New downtown apartment complex planned where home of developer’s grandmother once stood


A Columbus developer has secured most of a city block on a major downtown artery and is planning to build a nearly $11 million apartment complex.

Ken Henson Jr., shared his plans for the 1500 block of Second Avenue with WRBL News 3 on Wednesday.

But it’s not just any downtown block for Henson. The property holds special sentimental value as well as redevelopment value.

Henson’s grandmother, Susie Hatcher Boykin, and mother, Sue Henson, were raised in a home that once stood at the center of that block.

That beautiful old home was torn down in the 1970s and the land directly across from the TSYS campus has been vacant for more than four decades.

Asked what his grandmother would say about his plans, Henson spent several seconds in deep thought.

“My grandmother was always busy,” Henson said. “She was busy doing something, whether it was planting flowers, doing floral arrangements. She worked in downtown Columbus at some stores. She was involved, I think she would be glad I was doing something to put that property back to use again.”

Henson was not only able to acquire the land that his mother’s family home occupied, over the last year he has pieced together most of the 1500 block between Second and Third Avenues.

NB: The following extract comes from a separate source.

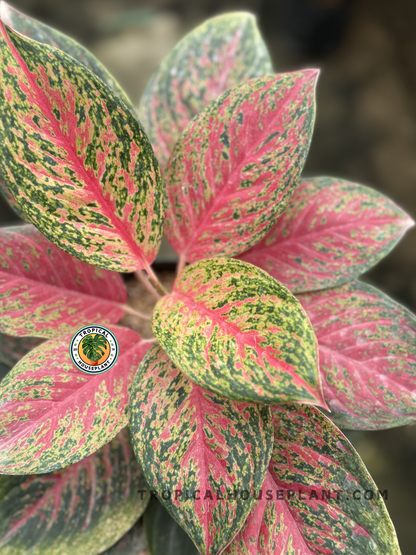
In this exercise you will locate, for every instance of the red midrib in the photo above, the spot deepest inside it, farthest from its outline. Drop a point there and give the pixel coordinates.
(84, 176)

That includes three old homes on Third Avenue that were owned by the Historic Columbus Foundation.

Henson is planning a new 68-unit complex in three buildings that will front Second Avenue. He is going to restore the old homes and convert them into apartments, giving him about 75 units on the block.

Henson hopes to begin site preparation work in late April, early May. If all goes as planned, the project should be completed sometime in late summer 2021. He is working with Columbus architectural firm 2WR + Partners on the project.

He must get approval from the Board of Historic and Architectural Review and the Uptown Facade Board. He has pictures of a complex in Oregon and plans to achieve a similar look.

“We have vetted everything with the Historic Columbus Foundation and they have shown it to their board,” Henson said. “We want to do something that is tasteful and at the same time fits. And at the same time have enough beds to get more people there.”

It will be the first new construction downtown apartments that are not along the Chattahoochee River in decades. The W.C. Bradley Company has opened 226 new units along the river in the last five years. They have also renovated two textile mills into apartment units.